Google looks ahead with development of smart contact lens

Novartis’s Alcon unit will work with Google’s secretive Google X division on lenses with non-invasive sensors, microchips and embedded miniaturised electronics.

Brian Otis, the Google X project lead, holds a contact lens Google is testing in this January 2014 photo. Jeff Chiu / AP Photo
Powered by automated translation

Google is teaming up with the Swiss drug maker Novartis to develop smart contact lenses with embedded electronics.

Novartis's Alcon unit will work with Google's secretive Google X division on lenses with non-invasive sensors, microchips and embedded miniaturised electronics to monitor insulin levels for people with diabetes, or to restore the eye's natural focus in people who can no longer read without glasses, Basel-based Novartis said yesterday.

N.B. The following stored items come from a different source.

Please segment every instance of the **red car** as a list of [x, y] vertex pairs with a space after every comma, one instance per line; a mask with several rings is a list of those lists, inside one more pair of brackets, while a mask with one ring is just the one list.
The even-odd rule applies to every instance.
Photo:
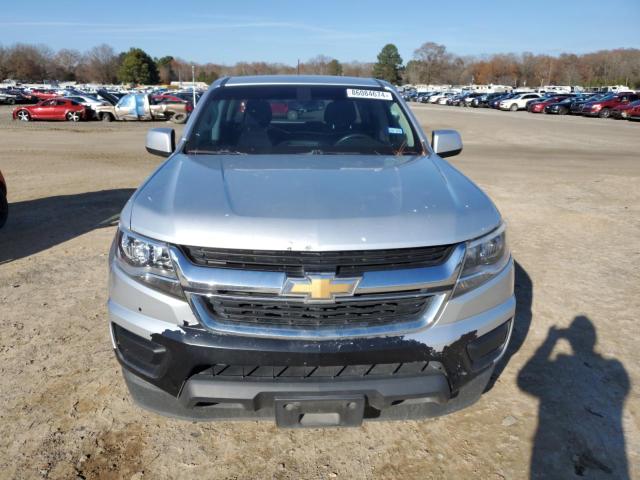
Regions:
[[58, 94], [54, 90], [31, 90], [31, 96], [38, 100], [50, 100], [56, 98]]
[[529, 105], [527, 105], [527, 110], [530, 113], [545, 113], [544, 107], [552, 103], [558, 103], [570, 96], [571, 95], [556, 95], [553, 97], [543, 98], [542, 100], [531, 102]]
[[289, 113], [289, 105], [285, 102], [271, 102], [271, 113], [277, 117], [284, 117]]
[[634, 102], [633, 106], [626, 110], [627, 120], [640, 120], [640, 102]]
[[633, 92], [622, 92], [618, 94], [607, 95], [600, 100], [587, 102], [582, 105], [580, 113], [587, 117], [609, 118], [611, 110], [620, 105], [631, 103], [638, 100], [640, 96]]
[[13, 119], [28, 122], [30, 120], [68, 120], [79, 122], [87, 116], [85, 107], [67, 98], [44, 100], [35, 105], [20, 106], [13, 110]]
[[6, 223], [9, 216], [9, 203], [7, 203], [7, 182], [0, 172], [0, 228]]
[[631, 110], [637, 109], [637, 107], [640, 107], [640, 100], [630, 103], [622, 103], [611, 109], [611, 118], [615, 118], [617, 120], [629, 118]]
[[178, 102], [178, 103], [185, 102], [184, 98], [176, 97], [175, 95], [171, 95], [170, 93], [162, 93], [160, 95], [153, 95], [151, 98], [153, 98], [154, 100], [156, 100], [158, 102], [162, 102], [162, 101]]

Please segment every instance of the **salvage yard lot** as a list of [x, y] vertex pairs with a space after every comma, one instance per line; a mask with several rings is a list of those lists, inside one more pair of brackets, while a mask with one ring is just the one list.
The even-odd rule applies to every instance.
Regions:
[[176, 421], [129, 400], [107, 252], [160, 162], [145, 133], [164, 125], [23, 124], [0, 107], [0, 478], [640, 477], [640, 123], [413, 109], [427, 130], [461, 132], [452, 163], [508, 222], [508, 361], [448, 417], [289, 431]]

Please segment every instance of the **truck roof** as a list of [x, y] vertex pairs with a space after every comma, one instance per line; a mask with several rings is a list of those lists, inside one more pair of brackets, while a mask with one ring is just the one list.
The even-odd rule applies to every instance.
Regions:
[[330, 75], [255, 75], [229, 77], [225, 86], [238, 85], [341, 85], [350, 87], [387, 87], [374, 78], [337, 77]]

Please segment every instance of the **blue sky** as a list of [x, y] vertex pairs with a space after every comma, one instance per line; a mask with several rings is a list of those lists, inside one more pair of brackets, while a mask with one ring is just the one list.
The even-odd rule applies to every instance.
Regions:
[[640, 48], [639, 0], [30, 0], [6, 2], [1, 11], [4, 46], [108, 43], [227, 64], [295, 64], [318, 54], [373, 61], [390, 42], [405, 61], [426, 41], [459, 55]]

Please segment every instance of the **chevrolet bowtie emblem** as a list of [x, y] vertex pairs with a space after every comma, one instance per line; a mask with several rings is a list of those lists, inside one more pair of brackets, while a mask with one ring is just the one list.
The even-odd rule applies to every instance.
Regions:
[[305, 302], [335, 302], [336, 297], [350, 297], [360, 283], [359, 278], [336, 278], [331, 274], [287, 278], [282, 295], [304, 297]]

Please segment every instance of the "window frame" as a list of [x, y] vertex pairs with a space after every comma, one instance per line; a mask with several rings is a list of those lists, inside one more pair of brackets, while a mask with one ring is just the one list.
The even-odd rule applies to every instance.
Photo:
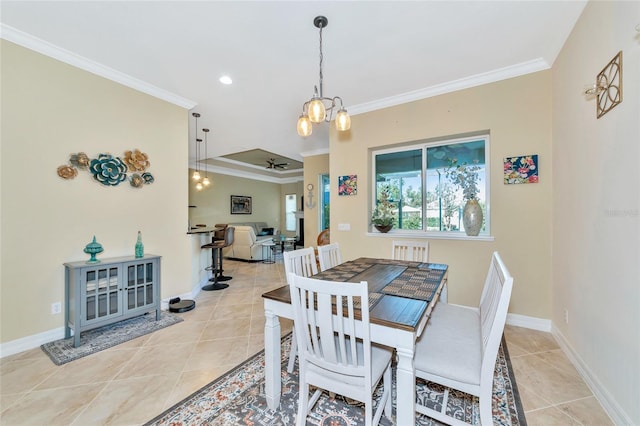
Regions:
[[[481, 231], [478, 236], [468, 236], [464, 231], [427, 231], [426, 224], [426, 212], [425, 201], [427, 199], [427, 149], [437, 146], [456, 145], [467, 142], [477, 141], [479, 139], [484, 140], [484, 159], [485, 159], [485, 176], [484, 176], [484, 193], [485, 193], [485, 211], [484, 222], [485, 229]], [[376, 207], [376, 156], [380, 154], [390, 154], [396, 152], [404, 152], [411, 150], [422, 151], [422, 167], [421, 167], [421, 192], [422, 192], [422, 224], [423, 229], [397, 229], [393, 228], [386, 234], [375, 231], [373, 225], [370, 223], [370, 218], [373, 210]], [[408, 238], [428, 238], [428, 239], [449, 239], [449, 240], [474, 240], [474, 241], [493, 241], [494, 237], [491, 235], [491, 134], [489, 131], [482, 131], [472, 134], [457, 135], [457, 136], [444, 136], [432, 139], [415, 140], [395, 145], [387, 145], [369, 150], [370, 154], [370, 191], [368, 200], [368, 227], [367, 235], [375, 237], [408, 237]]]

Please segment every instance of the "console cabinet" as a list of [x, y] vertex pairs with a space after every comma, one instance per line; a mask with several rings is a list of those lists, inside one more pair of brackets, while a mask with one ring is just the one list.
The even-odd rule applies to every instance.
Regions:
[[156, 311], [160, 319], [160, 256], [147, 254], [64, 264], [65, 338]]

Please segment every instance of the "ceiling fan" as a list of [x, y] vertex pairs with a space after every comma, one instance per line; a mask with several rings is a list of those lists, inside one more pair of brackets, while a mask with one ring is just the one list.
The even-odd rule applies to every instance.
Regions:
[[275, 158], [267, 160], [267, 169], [286, 169], [289, 163], [276, 163]]

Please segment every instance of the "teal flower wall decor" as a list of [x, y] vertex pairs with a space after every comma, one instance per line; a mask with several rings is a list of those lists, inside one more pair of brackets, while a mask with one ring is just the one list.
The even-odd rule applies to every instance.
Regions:
[[120, 157], [111, 154], [100, 154], [91, 160], [89, 171], [95, 180], [106, 186], [120, 185], [127, 178], [127, 166]]
[[151, 165], [146, 153], [134, 149], [125, 151], [123, 158], [99, 154], [98, 158], [90, 159], [84, 152], [78, 152], [70, 154], [69, 163], [58, 167], [57, 172], [61, 178], [70, 180], [78, 175], [78, 170], [87, 170], [96, 182], [105, 186], [118, 186], [128, 180], [132, 188], [142, 188], [155, 181], [153, 175], [145, 171]]

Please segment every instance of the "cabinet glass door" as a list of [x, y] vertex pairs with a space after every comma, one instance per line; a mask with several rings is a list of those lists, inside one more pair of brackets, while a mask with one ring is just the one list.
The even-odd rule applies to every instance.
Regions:
[[127, 265], [127, 309], [151, 305], [153, 300], [154, 262]]
[[92, 321], [118, 314], [118, 268], [104, 267], [85, 270], [84, 321]]

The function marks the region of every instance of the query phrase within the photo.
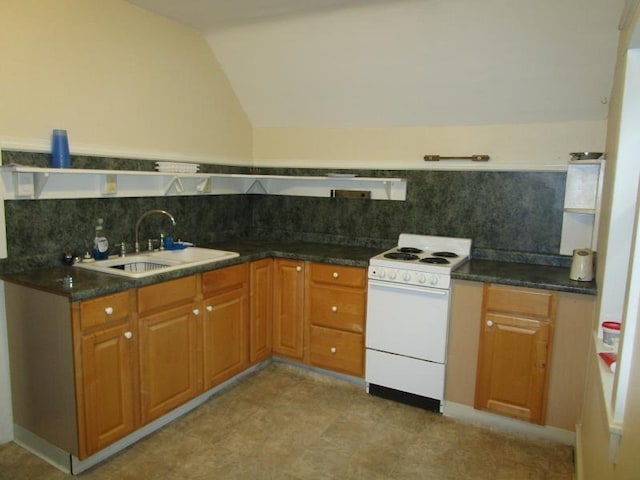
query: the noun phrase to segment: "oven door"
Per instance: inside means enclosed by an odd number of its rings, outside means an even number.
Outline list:
[[[366,346],[445,363],[449,290],[369,280]]]

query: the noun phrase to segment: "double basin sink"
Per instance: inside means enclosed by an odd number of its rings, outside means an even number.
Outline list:
[[[187,247],[182,250],[145,252],[96,262],[79,262],[75,266],[128,278],[144,278],[159,273],[207,265],[238,257],[239,255],[237,252],[227,252],[225,250]]]

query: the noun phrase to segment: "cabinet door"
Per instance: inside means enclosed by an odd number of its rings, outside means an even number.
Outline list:
[[[483,321],[475,407],[542,424],[552,324],[494,312]]]
[[[274,261],[273,353],[302,359],[304,262]]]
[[[202,390],[198,367],[197,304],[140,319],[142,421],[147,423]]]
[[[273,348],[273,260],[251,263],[249,356],[251,363],[271,356]]]
[[[101,450],[136,427],[135,351],[129,323],[82,337],[87,454]]]
[[[208,390],[248,365],[248,298],[245,285],[205,300],[202,325],[204,388]]]

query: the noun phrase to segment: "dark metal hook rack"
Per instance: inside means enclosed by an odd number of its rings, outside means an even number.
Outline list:
[[[440,160],[472,160],[474,162],[488,162],[489,155],[471,155],[469,157],[441,157],[440,155],[425,155],[425,162],[438,162]]]

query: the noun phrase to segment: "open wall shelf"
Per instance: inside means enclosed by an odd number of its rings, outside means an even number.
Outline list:
[[[403,178],[164,173],[7,165],[0,169],[5,200],[161,197],[169,195],[293,195],[331,197],[366,191],[372,200],[406,200]]]

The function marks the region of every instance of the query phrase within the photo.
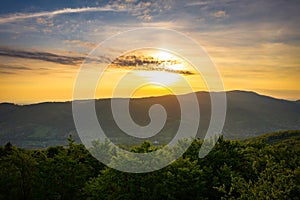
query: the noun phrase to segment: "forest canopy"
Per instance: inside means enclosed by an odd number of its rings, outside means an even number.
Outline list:
[[[106,167],[72,137],[68,145],[0,147],[0,199],[299,199],[300,131],[232,141],[220,138],[198,158],[203,141],[150,173]],[[150,142],[131,147],[149,152]]]

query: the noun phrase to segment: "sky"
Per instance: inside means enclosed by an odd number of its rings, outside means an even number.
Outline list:
[[[195,40],[215,63],[225,90],[255,91],[297,100],[300,99],[299,10],[298,0],[3,0],[0,102],[72,100],[74,83],[86,56],[102,41],[143,27],[171,29]],[[143,39],[151,41],[153,37],[145,35]],[[122,45],[111,48],[121,52]],[[182,48],[187,47],[183,44]],[[127,91],[127,86],[136,79],[162,80],[179,88],[181,79],[176,77],[180,76],[195,91],[207,90],[201,77],[193,73],[155,70],[133,73],[128,68],[112,67],[100,81],[101,91],[95,92],[95,98],[111,97],[115,87],[112,82],[125,73],[131,73],[132,77],[122,86],[123,96],[168,93],[168,89],[160,86]]]

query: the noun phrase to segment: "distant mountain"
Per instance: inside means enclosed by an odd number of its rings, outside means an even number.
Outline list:
[[[210,120],[210,95],[196,93],[201,110],[198,137],[203,138]],[[184,95],[189,101],[190,95]],[[122,101],[124,99],[120,99]],[[180,109],[176,96],[132,99],[132,118],[140,125],[150,122],[148,110],[153,104],[165,107],[168,118],[165,127],[151,141],[166,143],[176,134],[180,123]],[[99,123],[108,137],[116,143],[140,143],[140,139],[123,133],[113,120],[110,99],[96,100]],[[186,123],[194,123],[190,119]],[[267,132],[300,129],[300,104],[294,101],[275,99],[254,92],[227,92],[227,115],[223,129],[227,139],[245,139]],[[71,102],[49,102],[32,105],[0,104],[0,145],[8,141],[26,148],[40,148],[64,145],[72,134],[79,142],[76,133]]]
[[[262,141],[271,145],[293,146],[295,143],[300,144],[300,130],[287,130],[275,133],[267,133],[261,136],[246,139],[245,142]],[[294,146],[293,146],[294,147]]]
[[[225,137],[242,139],[300,128],[300,105],[254,92],[227,92]]]

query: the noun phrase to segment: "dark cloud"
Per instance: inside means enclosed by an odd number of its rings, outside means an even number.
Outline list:
[[[0,64],[0,74],[17,74],[18,71],[29,71],[32,68],[24,66],[10,66],[5,64]]]
[[[29,67],[24,67],[24,66],[10,66],[10,65],[3,65],[0,64],[0,70],[32,70]]]
[[[34,59],[64,65],[77,65],[85,59],[85,57],[82,56],[64,56],[48,52],[25,51],[9,48],[0,48],[0,56]]]
[[[17,74],[17,73],[15,73],[15,72],[7,72],[7,71],[0,71],[0,74],[9,74],[9,75],[11,75],[11,74]]]
[[[170,73],[192,75],[189,70],[172,69],[170,66],[181,64],[179,60],[160,60],[152,56],[120,56],[112,62],[112,67],[142,71],[166,71]]]

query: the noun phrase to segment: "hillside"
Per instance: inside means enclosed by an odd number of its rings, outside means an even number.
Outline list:
[[[264,142],[270,145],[288,145],[292,143],[300,143],[300,130],[287,130],[275,133],[267,133],[261,136],[246,139],[245,142]]]
[[[246,142],[220,138],[201,159],[203,141],[195,139],[180,158],[151,173],[128,173],[104,165],[91,154],[107,154],[103,143],[90,151],[72,138],[65,147],[45,149],[7,144],[0,146],[0,199],[299,199],[299,134],[284,131]],[[261,139],[270,139],[272,145]],[[127,150],[157,149],[144,142]],[[136,170],[159,162],[161,155],[145,161],[115,153],[107,162]],[[129,164],[133,160],[137,164]]]
[[[198,137],[202,138],[210,119],[210,97],[198,92],[201,110]],[[122,100],[122,99],[120,99]],[[189,95],[184,96],[189,100]],[[130,111],[133,119],[146,125],[150,119],[148,109],[153,104],[165,107],[168,118],[165,127],[151,141],[168,142],[176,133],[180,122],[180,109],[175,96],[132,99]],[[123,133],[115,124],[110,110],[110,99],[96,100],[99,122],[117,143],[139,144],[141,140]],[[190,119],[187,123],[194,123]],[[266,132],[300,129],[300,104],[293,101],[262,96],[254,92],[227,92],[227,116],[223,129],[226,139],[245,139]],[[79,142],[74,128],[71,102],[48,102],[33,105],[0,104],[0,145],[8,141],[26,148],[39,148],[65,144],[69,134]]]

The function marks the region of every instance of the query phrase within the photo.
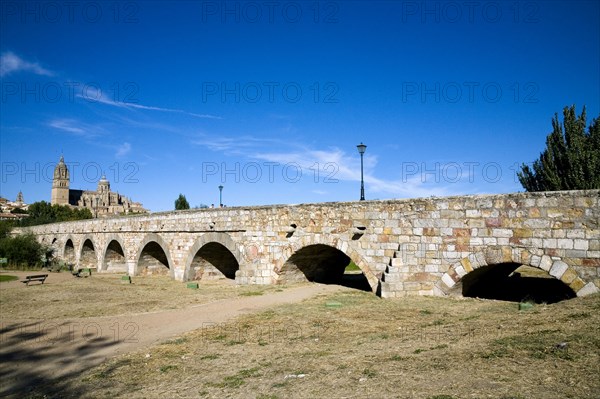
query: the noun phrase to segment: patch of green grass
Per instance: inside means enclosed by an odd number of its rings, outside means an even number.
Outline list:
[[[368,378],[373,378],[377,375],[377,372],[373,369],[366,368],[363,370],[363,375]]]
[[[400,355],[393,355],[392,357],[390,357],[390,360],[394,361],[394,362],[401,362],[408,359],[407,357],[404,356],[400,356]]]
[[[422,353],[422,352],[425,352],[425,349],[418,348],[418,349],[415,349],[413,353],[418,355],[419,353]]]
[[[429,310],[429,309],[421,309],[421,310],[419,310],[419,314],[421,314],[421,315],[430,315],[430,314],[433,314],[433,312],[431,310]]]
[[[495,359],[499,357],[506,357],[509,355],[509,352],[506,348],[494,348],[488,352],[482,353],[481,357],[483,359]]]
[[[258,394],[258,396],[256,397],[256,399],[279,399],[279,396],[277,395],[267,395],[264,393]]]
[[[223,378],[219,384],[216,384],[219,388],[239,388],[246,383],[246,378],[258,377],[259,368],[253,367],[251,369],[242,369],[234,375],[229,375]]]
[[[6,281],[15,281],[18,280],[19,278],[17,276],[11,276],[8,274],[0,274],[0,283],[1,282],[6,282]]]
[[[257,377],[258,376],[258,371],[260,369],[258,367],[252,367],[251,369],[243,369],[238,371],[238,375],[244,378],[247,377]]]
[[[239,388],[244,385],[246,382],[239,375],[229,375],[223,378],[223,381],[220,384],[217,384],[219,388]]]
[[[275,313],[273,310],[267,310],[265,312],[260,313],[260,317],[262,319],[269,320],[269,319],[274,318],[275,316],[277,316],[277,313]]]
[[[348,266],[346,266],[346,269],[344,271],[346,271],[346,272],[359,272],[361,270],[360,270],[360,267],[358,267],[356,265],[356,263],[350,261],[350,264]]]
[[[427,399],[458,399],[458,397],[452,395],[433,395],[428,396]]]
[[[179,368],[179,366],[176,366],[174,364],[168,364],[166,366],[160,366],[159,370],[161,373],[166,373],[167,371],[177,370],[178,368]]]
[[[165,341],[165,342],[163,342],[163,345],[181,345],[181,344],[186,343],[187,341],[188,341],[187,338],[181,337],[181,338]]]
[[[568,317],[569,319],[587,319],[591,314],[587,312],[579,312],[579,313],[571,313]]]
[[[103,380],[106,378],[111,378],[114,375],[115,371],[118,370],[120,367],[125,367],[125,366],[131,365],[131,364],[132,364],[132,362],[130,359],[120,359],[117,362],[115,362],[113,365],[110,365],[110,366],[106,367],[105,369],[100,370],[99,372],[93,374],[90,377],[85,377],[83,380],[90,381],[94,378],[97,378],[100,380]]]
[[[491,350],[482,357],[519,357],[527,356],[532,359],[554,357],[563,360],[573,360],[568,349],[556,348],[556,343],[562,339],[557,330],[542,330],[527,335],[512,335],[492,341]]]
[[[200,356],[200,360],[215,360],[218,358],[219,358],[219,355],[217,355],[216,353]]]
[[[448,345],[446,345],[446,344],[441,344],[441,345],[434,346],[433,348],[429,348],[429,349],[431,349],[431,350],[435,350],[435,349],[446,349],[447,347],[448,347]]]
[[[260,296],[263,295],[264,292],[263,291],[246,291],[246,292],[240,292],[240,296]]]
[[[275,384],[271,385],[271,388],[284,388],[284,387],[286,387],[288,385],[289,385],[289,383],[287,381],[276,382]]]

“Some of our biggest healthcare issues that we will face over the next 10 years are going to be solved by bringing together high technology with biology,” said the Novartis chief executive Joe Jimenez. “More and more health issues will be addressed in a non-traditional approach like this.”

Novartis expects to get the first prototypes by early next year and may start marketing the products in about five years, said the Novartis chief executive Joe Jimenez. He identified eye care as one of three key divisions, along with branded and generic drugs, in announcing a US$28.5 billion restructuring of the company in April that involved selling off the vaccines and animal health units and buying GlaxoSmithKline’s cancer business.

“The promise here is the holy grail of vision care, to be able to replicate the natural functioning of the eye,” Mr Jimenez said. “Think about a contact lens that could help the eye autofocus on that newspaper and then when you look up it would autofocus in the distance.”

Mr Jimenez said Novartis will be responsible for the marketing and commercialisation of the products, and that both companies will benefit financially, without being more specific. Novartis will commit “a significant effort” to developing the lenses to accelerate their development, he said.

Mr Jimenez said Novartis had tried for years to develop a lens that would replicate the function of the eye, and held talks with Google X’s Andrew Conrad in Basel shortly after the California-based company said in January that it was developing smart contact lenses.

That announcement came after Bloomberg News reported that Google had met officials at the US food and drug administration who oversee medical devices.

Mr Conrad joined Google X last year. He is a former chief scientist at Laboratory Corp of America and co-founder of its National Genetics Institute.

“Our dream is to use the latest technology in the miniaturisation of electronics to help the quality of life for millions of people,” said Sergey Brin, the co-founder of Google.

Terms of yesterday’s deal were not disclosed.